Auto-bcc'ing emails sent from Devise.

While digging through the Devise source some time back, I found a little known and undocumented feature that offers some great flexibility: you can define the parent class for the DeviseController and DeviseMailer. Devise uses sane defaults and so these classes inherit from ApplicationController and ActionMailer::Base respectively. These are defined as module accessors, on the Devise module. Devise uses this configuration when defining the DeviseMailer:

class Devise::Mailer < Devise.parent_mailer.constantize
  include Devise::Mailers::Helpers

  # there's more stuff in here, you should read the source!
end

Why is this useful? There are times when it’s convenient to be able to change this class. For instance, let’s suppose we want to automatically bcc an email address on new emails delivered from Devise. I needed to do this recently and found it to be quite easy using the parent_mailer configuration.
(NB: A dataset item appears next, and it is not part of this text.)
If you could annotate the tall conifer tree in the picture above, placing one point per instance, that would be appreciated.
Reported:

First, create a new mailer class that inherits from ActionMailer::Base and put it in app/mailers, let’s call it BaseMailer. The simplest example would be an empty class:

class BaseMailer < ActionMailer::Base
end

Then, in the initializer (typically config/initializers/devise.rb), instruct Devise to use this class as the parent_mailer:

Devise.setup do |config|
  config.parent_mailer = 'BaseMailer'
end

For the sake of brevity, I’ve omitted the rest of the Devise configuration, but you’ll want to add the parent_mailer alongside any other configuration items. Now DeviseMailer will inherit from our mailer class. Now, it’s just a matter of hooking in our auto-bcc logic:

class BaseMailer < ActionMailer::Base

  protected

  def mail_with_bcc(headers={}, &block)
    headers.merge!(:bcc => 'me@example.com')
    mail_without_bcc(headers, &block)
  end
  alias_method_chain :mail, :bcc
end

As you can tell, I really enjoy reading other people’s code. Especially when you are pleasantly surprised by a feature that solves a problem you are trying to solve!